Un ultimo aspetto che non si può trascurare in quanto va acquisendo sempre maggiore importanza è legato alle ricadute che i resi hanno sulla sostenibilità ambientale.

Va subito detto che il tema evidenzia opinioni e comportamenti ancora molto contrastanti frutto di una sensibilità non completamente matura.

In generale, l’indagine pone in risalto che per i rivenditori l’ecologia non è una priorità e solo un 18% ritiene che la sostenibilità e la riduzione dell’impatto ambientale nelle consegne sia un obiettivo da perseguire nella propria attività. 

Le cose sembrano andare un po’ meglio, almeno a livello di risposte, tra i consumatori.
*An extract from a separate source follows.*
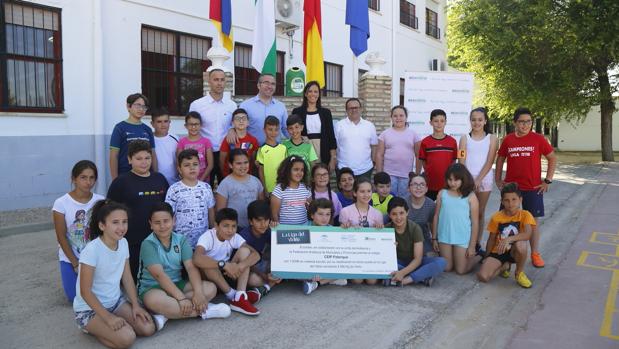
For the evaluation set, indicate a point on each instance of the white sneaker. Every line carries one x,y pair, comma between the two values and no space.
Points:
159,321
216,311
Tra gli acquirenti più sensibili al fattore prezzo, il 38% è disposto ad accettare tempi di consegna più lunghi per ridurre le emissioni di gas serra, anche se la percentuale è in calo rispetto a quella registrata nel 2022 (42%).

In netta crescita, dal 25% riscontrato l’anno scorso al 34% del 2023, la quota di coloro che sono disponibili a scegliere la consegna fuori casa, in un punto di ritiro o in negozio.

Solo il 7% sarebbe infine disponibile a pagare una cifra extra per compensare il negativo impatto delle consegne sull’ambiente.